13) Observability of errors
Metrics:- `http_errors_total{status, route, tenant}`
- 'error _ classes _ total {code} '(by'code' from the body)
- share 429, 5xx; 'p95 '/' p99' latency for erroneous answers separately
- 'retry _ after _ seconds _ bucket '- histogram of repetition tips
- associate the response with 'trace _ id', store 'code', 'type', 'status', 'route', 'tenant', no PII.
- spike '5xx _ rate> X%' at RPS> N;
- growth of 429 on critical routes;
- 'timeout/504'of dependencies;
- frequent 409/idempotency → a sign of racing.
14) Examples
14. 1,422 (business validation)
json
{
"type": "https://errors.example.com/payments/limit-exceeded",
"title": "Limit exceeded",
"status": 422,
"code": "PAYMENT_LIMIT_EXCEEDED",
"detail": "Daily withdrawal limit reached for KYC1.",
"hint": "Increase limits after KYC2 or try tomorrow.",
"trace_id": "01J5...XYZ"
}
14. 2,409 (idempotency)
HTTP/1.1 409 Conflict
Idempotency-Replay: true
json
{
"type": "https://errors.example.com/idempotency/replay",
"title": "Duplicate request",
"status": 409,
"code": "IDEMPOTENT_REPLAY",
"detail": "A request with the same Idempotency-Key was already processed.",
"hint": "Reuse the same Idempotency-Key and GET the operation status."
}
14. 3,429 (limits)
json
{
"type":"https://errors.example.com/rate/too-many-requests",
"title":"Too many requests",
"status":429,
"code":"RATE_LIMITED",
"detail":"Per-key rate limit exceeded.",
"hint":"Retry after the time specified in Retry-After header."
}
15) Antipatterns
Return 200 with body error text.
Mix different error formats between services.
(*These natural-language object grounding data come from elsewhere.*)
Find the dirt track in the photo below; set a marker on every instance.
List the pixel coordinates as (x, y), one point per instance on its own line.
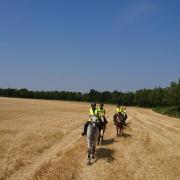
(41, 140)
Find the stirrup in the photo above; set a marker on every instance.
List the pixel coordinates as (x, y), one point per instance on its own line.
(83, 133)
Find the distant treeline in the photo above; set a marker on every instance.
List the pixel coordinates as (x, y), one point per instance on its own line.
(158, 96)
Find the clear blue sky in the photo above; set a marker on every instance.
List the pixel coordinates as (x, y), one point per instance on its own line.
(82, 44)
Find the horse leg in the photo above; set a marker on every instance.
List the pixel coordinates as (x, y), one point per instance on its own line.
(89, 157)
(99, 139)
(93, 153)
(117, 131)
(103, 133)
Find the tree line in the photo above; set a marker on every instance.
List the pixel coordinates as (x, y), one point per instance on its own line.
(158, 96)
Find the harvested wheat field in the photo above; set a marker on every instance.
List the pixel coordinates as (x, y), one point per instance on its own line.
(40, 139)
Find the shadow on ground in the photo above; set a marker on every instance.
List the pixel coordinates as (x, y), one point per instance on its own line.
(108, 141)
(126, 135)
(103, 153)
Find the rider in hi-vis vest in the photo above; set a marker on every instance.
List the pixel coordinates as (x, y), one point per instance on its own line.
(118, 111)
(102, 112)
(92, 112)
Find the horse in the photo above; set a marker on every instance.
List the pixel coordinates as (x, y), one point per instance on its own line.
(102, 130)
(92, 138)
(119, 122)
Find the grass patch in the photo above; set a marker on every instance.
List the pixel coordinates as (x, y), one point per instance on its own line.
(173, 111)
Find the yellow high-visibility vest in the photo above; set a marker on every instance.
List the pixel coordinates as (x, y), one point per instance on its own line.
(119, 110)
(101, 112)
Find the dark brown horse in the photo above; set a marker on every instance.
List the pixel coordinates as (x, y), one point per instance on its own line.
(119, 122)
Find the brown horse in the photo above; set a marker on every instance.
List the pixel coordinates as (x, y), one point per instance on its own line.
(119, 122)
(102, 129)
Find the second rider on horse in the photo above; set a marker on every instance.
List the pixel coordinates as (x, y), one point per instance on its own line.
(93, 111)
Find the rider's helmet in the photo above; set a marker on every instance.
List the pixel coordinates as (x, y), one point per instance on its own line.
(93, 105)
(101, 105)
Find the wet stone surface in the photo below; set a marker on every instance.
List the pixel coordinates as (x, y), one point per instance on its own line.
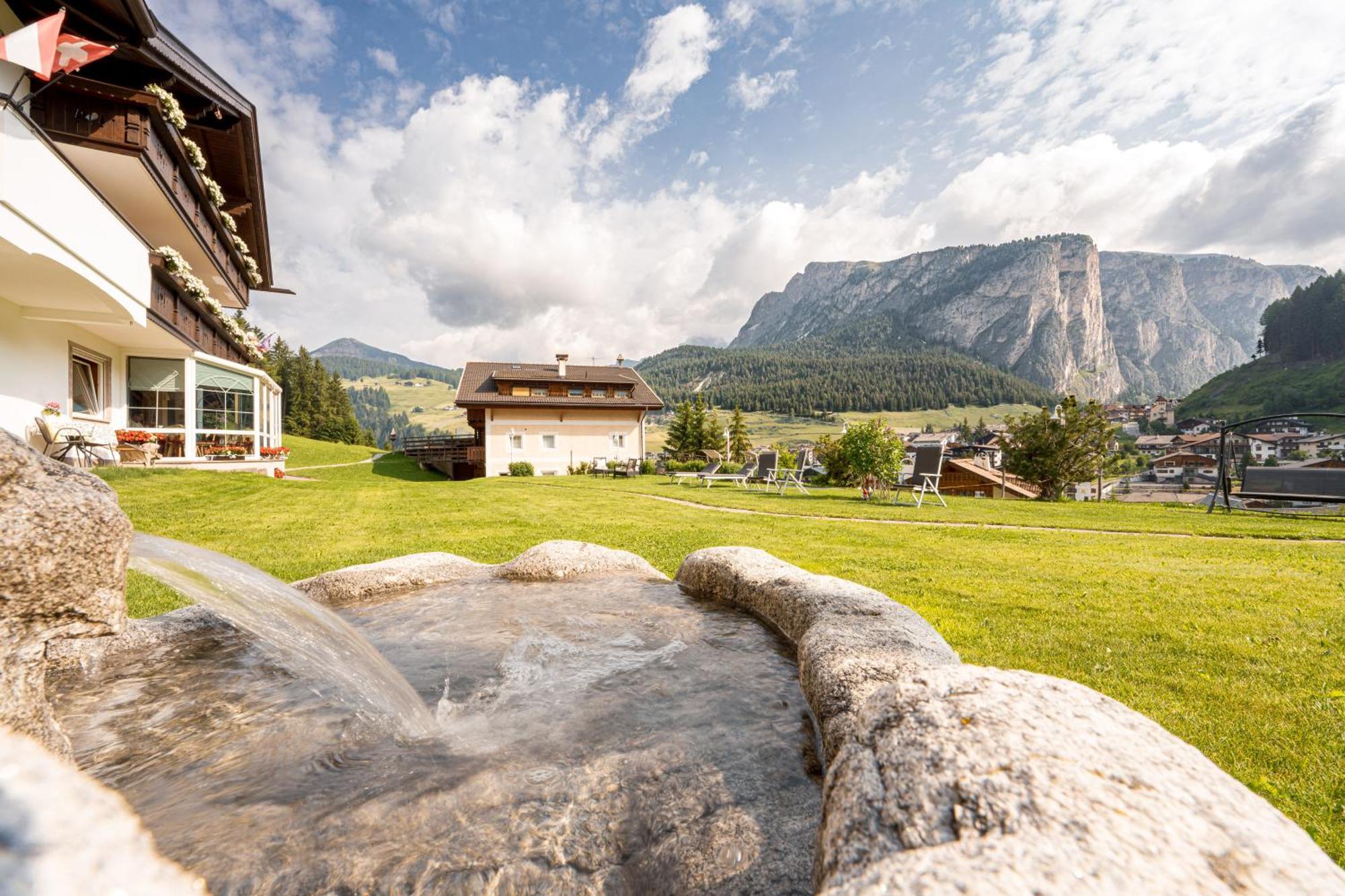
(599, 735)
Expand stack/SQL/table names/internal URLs in'detail '.
Use 'message' instead of stable 'code '/' type'.
Return 500 when an expected business error occurs (for example, "balance is insufficient").
Inconsistent semantics between REST/GraphQL/gRPC.
16) Specifics of iGaming/Finance
Clear codes for KYC/AML/sanctions: 'KYC _ REQUIRED', 'KYC _ REVIEW', 'AML _ LOCK', 'SANCTION _ BLOCKED'.
Jurisdictional restrictions: 451 with secure wording without listing.
Monetary write operations: 409/423 for competition and locks, 'hint' with a redo window.
Player limit invariants: Use 422 for responsible payment violations.
Audit: unchangeable solution logs (code, time, actor, trace_id).
17) Prod Readiness Checklist
- Single JSON error scheme, stable 'type '/' code'.
- HTTP ↔ gRPC/GraphQL mapping is consistent and documented.
- Retray semantics + 'Retry-After'; idempotency for write.
- PII/secret masking; 404 to hide resources.
- Error and alert metrics; correlation with 'trace _ id'.
- Deprecate policies: 'Deprecation', 'Sunset', 'Link'.
- Tests: negative/fuzz, version conflict, dependency drop, double-submit.
- Customer guide: Back-off examples and 409/422/429/5xx processing.
18) TL; DR
Standardize a single JSON error format with 'type '/' code '/' trace _ id', use the correct HTTP codes, distinguish between validation (400/422), (401/403/404 rights), conflicts/idempotency (409), and limits (429). Give clear 'Retry-After' and 'hint', mask sensitive data, log errors with 'trace _ id' and build alerts by 5xx/429/p99.